Reprinted with the permission of the Atlanta Journal and the Atlanta Constitution.

Journal: Revenge no answer
Allowing state agency to be sued for Terrell Peterson's death could have left children in similar situations at greater risk.
Staff
Friday, August 24, 2001

TRAGEDY IS TOO gentle a word to describe the life, and brutal death, of Terrell Peterson: abused for most of his brief five years in this world, rescued once or twice from his agonies by government officials, disastrously returned to his tormentors, finding peace only in the realm beyond the grave.

It is no wonder that so many people, shocked, angered and mobilized by his story, have worked tirelessly to repair a child protection system in which such horrors could not only exist, but also persist. It is no wonder that many are still not assured that all the necessary fixes have been made.

It is also no wonder that a few, zealous in their pursuit of answers and guarantees, want even more --- in the form of punishment, maybe even revenge. In this, however, we believe Terrell's defenders are going too far.

This week a federal judge ruled, for the second time, that the state Department of Human Resources cannot be sued for failing in its responsibility to protect him from harm. U.S. District Judge Jack T. Camp rejected a claim from a lawyer for the boy's mother.

Drawing on a 1989 U.S. Supreme Court ruling, the judge said the state did not have permanent custody or guardianship over Terrell, and thus could not be held liable for what happened to him at the hands of others.

This is not a happy ruling --- nothing in this case could produce anything but degrees of misery --- but it is the correct one, and not only because of the narrow definitions of custody on which it turned.

We have nothing good to say about the judgment of the Fulton County and state child welfare workers and officials who saw evidence of abuse --- several times --- and yet never took action to pull Terrell out of harm's way. With the benefit of hindsight, anyone can see that he should have been taken from his home long before the awful end.

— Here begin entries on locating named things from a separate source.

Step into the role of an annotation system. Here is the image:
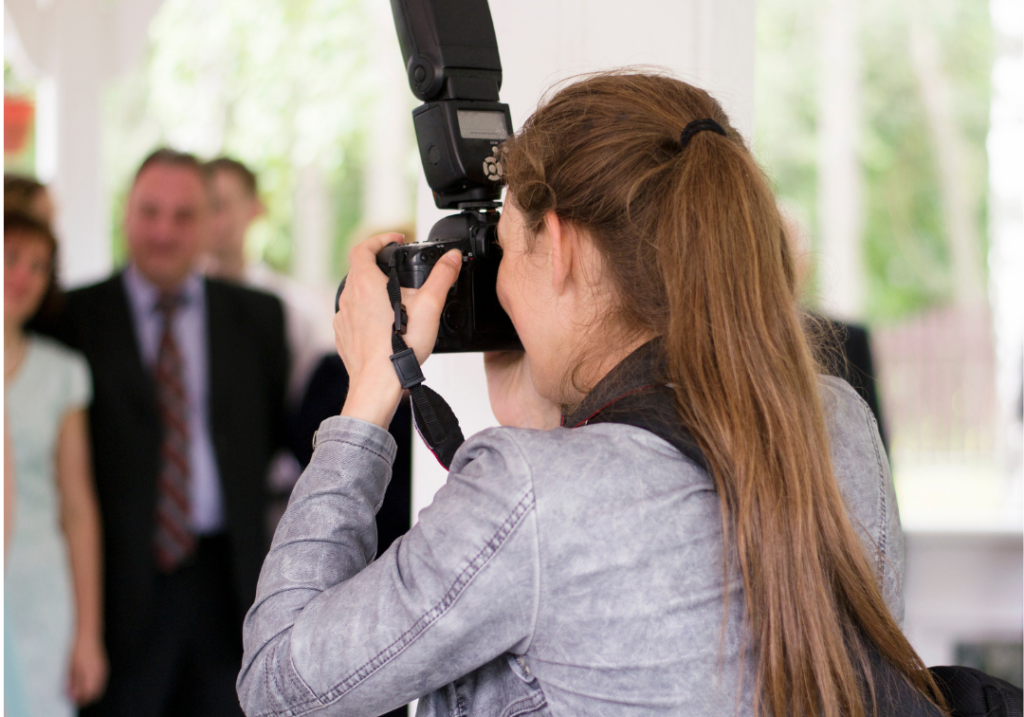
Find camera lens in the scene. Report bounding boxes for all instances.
[441,301,469,335]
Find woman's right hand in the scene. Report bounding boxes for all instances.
[483,351,562,430]
[334,234,462,429]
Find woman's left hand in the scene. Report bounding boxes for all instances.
[68,635,110,707]
[334,234,462,428]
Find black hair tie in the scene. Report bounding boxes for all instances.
[679,118,726,150]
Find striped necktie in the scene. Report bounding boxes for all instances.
[154,293,196,573]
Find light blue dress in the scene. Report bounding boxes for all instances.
[4,335,92,717]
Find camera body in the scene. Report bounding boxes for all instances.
[377,208,522,353]
[338,0,522,353]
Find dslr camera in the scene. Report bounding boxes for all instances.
[338,0,522,353]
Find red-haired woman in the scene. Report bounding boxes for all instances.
[3,211,106,717]
[239,73,941,717]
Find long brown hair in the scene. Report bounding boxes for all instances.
[3,209,63,321]
[502,72,943,717]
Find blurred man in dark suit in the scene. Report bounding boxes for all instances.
[58,150,288,717]
[783,212,889,451]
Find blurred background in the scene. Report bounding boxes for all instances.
[4,0,1024,684]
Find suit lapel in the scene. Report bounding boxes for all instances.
[103,271,159,418]
[203,279,234,481]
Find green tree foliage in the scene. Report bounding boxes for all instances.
[104,0,376,270]
[755,0,992,322]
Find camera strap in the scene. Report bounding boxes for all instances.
[387,266,466,470]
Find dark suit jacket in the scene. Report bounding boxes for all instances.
[54,273,288,663]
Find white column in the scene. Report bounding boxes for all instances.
[292,164,334,290]
[4,0,163,286]
[988,0,1024,505]
[362,2,419,234]
[817,0,864,320]
[413,0,755,519]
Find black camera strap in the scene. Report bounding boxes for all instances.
[387,260,466,470]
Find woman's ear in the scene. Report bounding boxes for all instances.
[544,209,577,293]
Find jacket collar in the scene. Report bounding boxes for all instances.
[562,338,708,470]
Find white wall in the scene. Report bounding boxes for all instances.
[410,0,755,519]
[4,0,163,286]
[903,531,1024,666]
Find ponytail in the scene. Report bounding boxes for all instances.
[503,74,944,717]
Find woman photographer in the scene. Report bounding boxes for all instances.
[239,73,941,717]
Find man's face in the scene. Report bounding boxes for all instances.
[125,164,210,289]
[207,169,263,256]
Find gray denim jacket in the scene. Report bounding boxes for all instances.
[238,378,903,717]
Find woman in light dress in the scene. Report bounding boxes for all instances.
[4,207,108,717]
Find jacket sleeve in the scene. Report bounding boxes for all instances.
[238,417,539,717]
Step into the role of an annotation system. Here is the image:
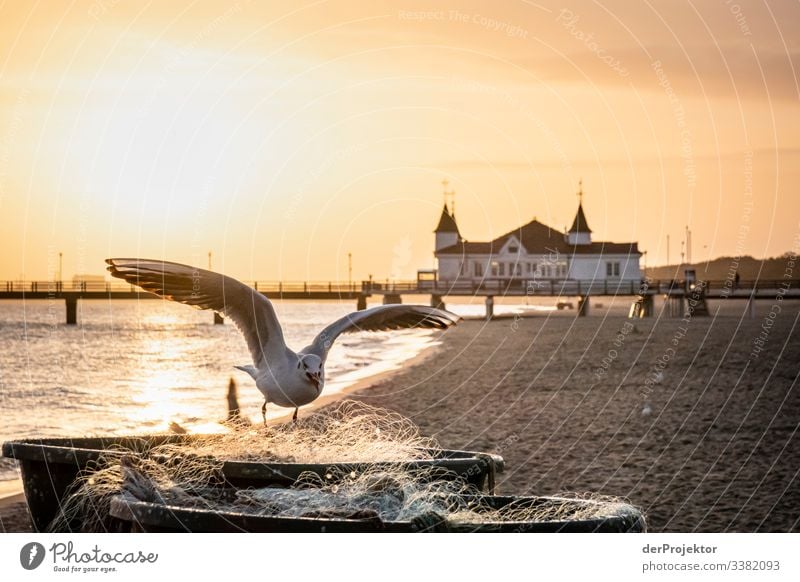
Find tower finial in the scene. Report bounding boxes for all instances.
[442,178,453,214]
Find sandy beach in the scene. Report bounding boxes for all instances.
[0,305,800,532]
[350,305,800,532]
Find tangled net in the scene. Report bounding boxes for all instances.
[50,401,636,531]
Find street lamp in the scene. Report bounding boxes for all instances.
[347,253,353,288]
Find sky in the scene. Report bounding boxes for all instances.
[0,0,800,281]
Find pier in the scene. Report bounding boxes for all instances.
[0,279,800,325]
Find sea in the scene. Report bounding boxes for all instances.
[0,300,536,479]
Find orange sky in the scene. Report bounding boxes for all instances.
[0,0,800,280]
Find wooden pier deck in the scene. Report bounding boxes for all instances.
[0,279,800,324]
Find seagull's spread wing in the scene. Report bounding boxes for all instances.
[303,305,461,361]
[106,259,286,367]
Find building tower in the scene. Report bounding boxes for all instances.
[567,180,592,245]
[433,204,461,251]
[433,180,461,252]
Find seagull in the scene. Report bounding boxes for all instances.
[106,259,461,425]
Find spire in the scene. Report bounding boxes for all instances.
[569,179,592,233]
[433,204,460,238]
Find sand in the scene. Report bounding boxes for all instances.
[348,305,800,532]
[0,302,800,532]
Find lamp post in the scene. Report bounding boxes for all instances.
[347,253,353,289]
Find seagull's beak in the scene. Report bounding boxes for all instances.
[306,372,322,390]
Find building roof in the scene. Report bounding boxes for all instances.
[569,203,592,233]
[433,204,459,234]
[435,218,639,255]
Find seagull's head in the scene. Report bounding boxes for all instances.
[297,354,325,391]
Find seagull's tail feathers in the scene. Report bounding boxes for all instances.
[234,365,258,380]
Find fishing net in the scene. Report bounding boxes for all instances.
[50,401,636,531]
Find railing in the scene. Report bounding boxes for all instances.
[0,281,362,293]
[0,278,800,296]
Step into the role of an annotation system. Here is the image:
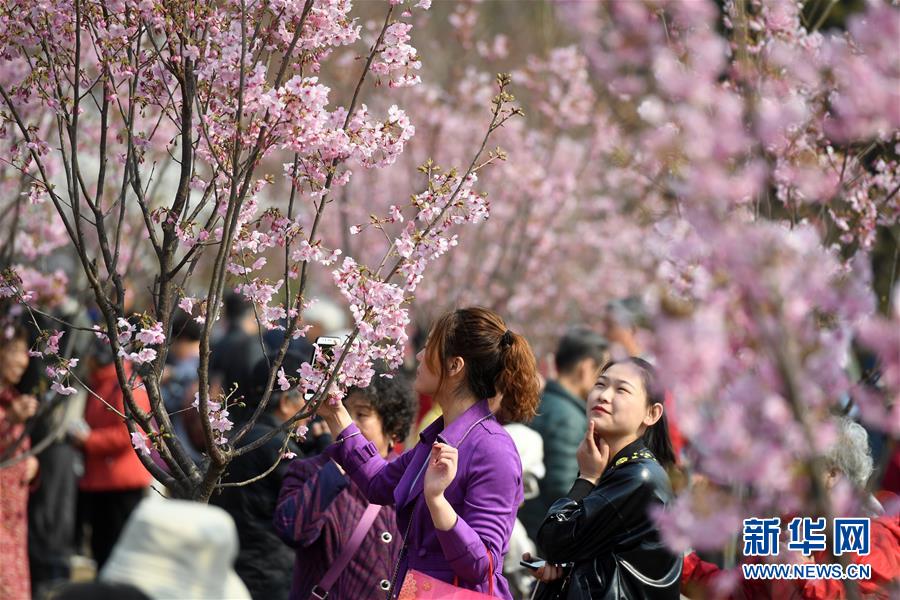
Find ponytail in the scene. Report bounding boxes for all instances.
[425,307,540,423]
[496,330,541,423]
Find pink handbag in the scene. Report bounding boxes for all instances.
[397,551,494,600]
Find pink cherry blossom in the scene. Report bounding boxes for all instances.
[131,431,150,456]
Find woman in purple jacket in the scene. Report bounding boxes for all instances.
[319,308,540,599]
[274,371,416,600]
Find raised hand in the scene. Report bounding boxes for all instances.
[424,442,459,498]
[575,421,609,485]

And, with the benefit of hindsight, officials have taken serious steps. Heads have rolled, procedures have been changed, missions have been refined and workers have been given a clearer charge to meet their most important goal: to protect children, no matter what.

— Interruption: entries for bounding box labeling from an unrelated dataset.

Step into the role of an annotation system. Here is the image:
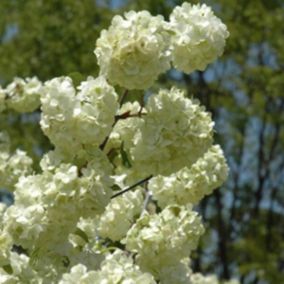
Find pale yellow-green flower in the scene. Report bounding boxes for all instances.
[149,145,228,208]
[125,205,204,278]
[95,11,170,90]
[170,2,229,73]
[127,88,214,177]
[5,77,42,112]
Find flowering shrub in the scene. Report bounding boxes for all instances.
[0,3,237,284]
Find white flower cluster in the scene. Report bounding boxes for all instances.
[125,205,204,277]
[59,250,156,284]
[170,2,229,73]
[0,3,233,284]
[159,258,192,284]
[98,188,143,241]
[129,88,214,176]
[95,11,170,90]
[149,145,228,208]
[4,164,112,250]
[95,3,229,89]
[40,77,118,160]
[4,77,42,113]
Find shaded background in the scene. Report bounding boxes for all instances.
[0,0,284,284]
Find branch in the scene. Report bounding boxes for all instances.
[111,175,153,199]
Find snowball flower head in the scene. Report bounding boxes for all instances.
[95,11,170,89]
[149,145,228,208]
[40,77,118,160]
[130,88,213,176]
[125,205,204,277]
[170,2,229,73]
[98,188,143,241]
[5,77,42,112]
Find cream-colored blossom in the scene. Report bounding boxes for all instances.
[149,145,228,208]
[170,2,229,73]
[59,250,156,284]
[128,88,214,178]
[0,149,33,191]
[95,11,170,90]
[5,77,42,113]
[40,77,118,161]
[98,188,143,241]
[125,205,204,278]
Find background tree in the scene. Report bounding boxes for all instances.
[0,0,284,283]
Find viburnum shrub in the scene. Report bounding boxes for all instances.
[0,3,237,284]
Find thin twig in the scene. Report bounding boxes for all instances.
[111,175,153,199]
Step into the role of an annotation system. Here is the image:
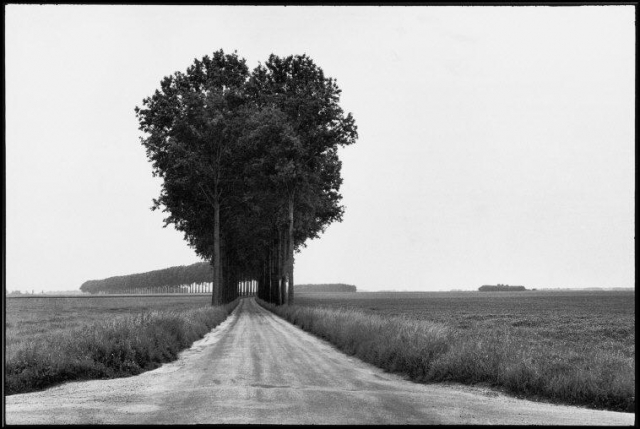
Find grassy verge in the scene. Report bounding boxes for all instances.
[258,300,635,412]
[5,301,237,395]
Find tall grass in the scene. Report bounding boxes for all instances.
[259,300,635,412]
[5,301,238,395]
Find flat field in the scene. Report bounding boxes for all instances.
[295,291,635,359]
[283,291,635,412]
[5,294,211,356]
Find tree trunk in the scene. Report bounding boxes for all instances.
[211,195,222,305]
[287,195,294,305]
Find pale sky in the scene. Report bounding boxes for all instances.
[5,5,635,291]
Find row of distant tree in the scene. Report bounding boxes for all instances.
[295,283,356,292]
[79,262,356,294]
[478,284,527,292]
[80,262,213,293]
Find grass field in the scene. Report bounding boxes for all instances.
[262,291,635,412]
[5,295,232,394]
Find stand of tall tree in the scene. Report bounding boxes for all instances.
[135,50,357,305]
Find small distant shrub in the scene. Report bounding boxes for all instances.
[5,301,237,395]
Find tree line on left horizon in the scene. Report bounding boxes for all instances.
[135,50,358,305]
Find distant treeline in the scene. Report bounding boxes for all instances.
[293,283,356,292]
[80,262,213,293]
[478,284,527,292]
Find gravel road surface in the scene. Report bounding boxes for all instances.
[5,298,635,425]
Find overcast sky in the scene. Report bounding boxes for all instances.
[5,5,635,291]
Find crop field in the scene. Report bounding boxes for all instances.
[271,291,635,412]
[5,294,228,394]
[5,294,211,356]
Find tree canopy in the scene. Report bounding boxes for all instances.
[136,50,357,304]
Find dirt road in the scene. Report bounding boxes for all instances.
[5,299,635,425]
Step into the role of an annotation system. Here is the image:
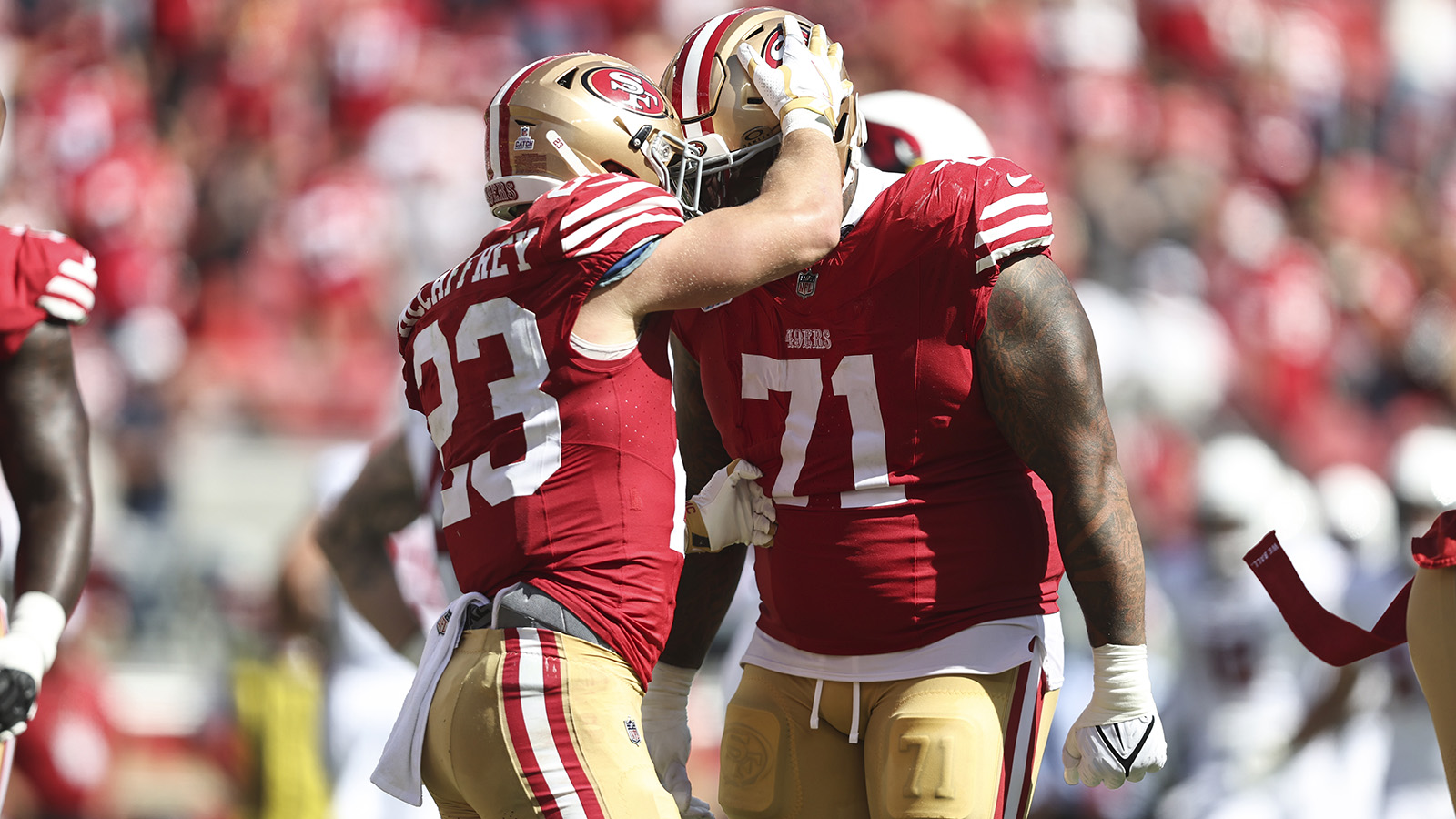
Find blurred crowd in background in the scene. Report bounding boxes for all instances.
[0,0,1456,819]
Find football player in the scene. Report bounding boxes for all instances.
[643,9,1167,819]
[373,36,849,817]
[0,90,96,802]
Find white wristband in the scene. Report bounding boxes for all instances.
[10,592,66,671]
[782,108,834,140]
[1077,645,1158,726]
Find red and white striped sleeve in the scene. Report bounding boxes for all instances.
[973,157,1053,272]
[18,228,96,324]
[546,174,682,259]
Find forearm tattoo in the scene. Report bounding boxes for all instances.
[976,254,1146,645]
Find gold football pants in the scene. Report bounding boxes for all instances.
[1405,567,1456,806]
[718,663,1057,819]
[420,628,677,819]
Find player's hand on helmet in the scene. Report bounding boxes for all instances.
[687,458,777,552]
[642,663,713,819]
[0,592,66,742]
[1061,645,1168,788]
[738,15,854,134]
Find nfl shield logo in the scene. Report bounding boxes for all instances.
[794,269,818,298]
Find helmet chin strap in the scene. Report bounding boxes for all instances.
[840,150,859,214]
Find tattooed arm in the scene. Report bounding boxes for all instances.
[662,337,748,669]
[976,254,1145,647]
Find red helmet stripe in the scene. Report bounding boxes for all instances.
[490,56,555,177]
[672,9,747,133]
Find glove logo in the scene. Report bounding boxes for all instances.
[1097,717,1158,775]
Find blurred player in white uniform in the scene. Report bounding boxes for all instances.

Is it enough? Probably not. But is suing the agency and the people who run it going to help? Certainly not. If anything, it could leave children in similar situations at greater risk.

Expecting social workers and state welfare officials --- or anyone else --- to wrestle with the terrifyingly complex issues of possibly abusive home situations without ever making a mistake, on pain of punishment by a court, is absurd. It assumes an omniscience, even clairvoyance, on the part of overworked and underpaid civil servants that no one has. Telling them they will face court suits if they ever guess wrongly is pretty much the same as telling them that, if they have any sense, they'd better get into another line of work.

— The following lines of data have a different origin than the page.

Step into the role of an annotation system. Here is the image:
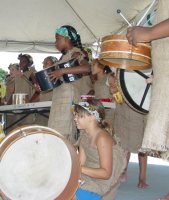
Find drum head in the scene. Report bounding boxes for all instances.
[117,69,152,114]
[0,126,80,200]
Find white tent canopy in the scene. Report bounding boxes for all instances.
[0,0,154,52]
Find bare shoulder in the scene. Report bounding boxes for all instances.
[97,130,113,145]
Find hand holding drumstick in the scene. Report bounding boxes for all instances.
[126,19,169,45]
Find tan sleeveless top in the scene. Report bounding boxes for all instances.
[80,133,126,196]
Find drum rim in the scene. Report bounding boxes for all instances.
[117,69,149,114]
[0,125,81,200]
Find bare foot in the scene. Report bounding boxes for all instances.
[159,193,169,200]
[119,171,127,183]
[137,180,149,189]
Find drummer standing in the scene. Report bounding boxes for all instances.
[108,74,148,188]
[48,26,90,143]
[35,56,58,126]
[127,0,169,200]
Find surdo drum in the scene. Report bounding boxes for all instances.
[0,125,80,200]
[99,35,151,70]
[117,69,152,114]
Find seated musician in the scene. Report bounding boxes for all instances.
[71,99,126,200]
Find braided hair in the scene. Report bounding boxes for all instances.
[62,25,83,51]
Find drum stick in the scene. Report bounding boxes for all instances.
[137,0,157,26]
[117,9,132,26]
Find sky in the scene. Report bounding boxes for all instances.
[0,52,60,72]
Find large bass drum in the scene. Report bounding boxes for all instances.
[117,69,152,114]
[99,35,151,70]
[0,125,80,200]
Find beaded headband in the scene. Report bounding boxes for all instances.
[78,101,101,122]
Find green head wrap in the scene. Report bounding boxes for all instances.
[55,27,77,40]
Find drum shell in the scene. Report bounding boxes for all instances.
[0,125,80,200]
[99,35,151,70]
[12,93,29,104]
[35,66,62,91]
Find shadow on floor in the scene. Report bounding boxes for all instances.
[116,162,169,200]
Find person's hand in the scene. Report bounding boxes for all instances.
[11,70,23,77]
[146,75,154,84]
[126,26,151,46]
[48,69,64,81]
[34,83,42,93]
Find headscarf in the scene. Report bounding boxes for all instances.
[55,26,77,40]
[45,56,58,64]
[18,53,33,66]
[74,101,101,122]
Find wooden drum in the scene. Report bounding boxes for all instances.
[99,35,151,70]
[0,125,80,200]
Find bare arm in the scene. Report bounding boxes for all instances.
[49,60,90,79]
[82,134,113,179]
[126,19,169,45]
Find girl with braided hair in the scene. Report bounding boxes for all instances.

Complicating their efforts to be more strict and to act more quickly and decisively, which we believe the agencies' people want to do, are the mixed signals that the public gives them.

This year, burned by the criticism of being too casual in Terrell Peterson's case, officials tried to be more forceful and "proactive" when accusations surfaced about possible abuse among families belonging to a small Atlanta church called the House of Prayer. Rather than enjoying praise for their diligence, however, the agencies were pilloried for interfering with parental rights and religious beliefs.

Whether their decisions were right in that case, or premature, the ultimate message to them is a simple one: You're damned if you do, damned if you don't.

There are many more things to be done to improve child protection systems in Georgia, to ensure that they get the right answer as often as humanly possible. But suing them isn't one of them.

It won't bring Terrell back to life, of course. What's worse, it won't help officials resolve the awful conflict they face between society's devotion to the sanctity of the family and its urge to save those children trapped in families that are more hellish than sacred.

The desire for revenge or redress is understandable. In this case, though, it is just wrong.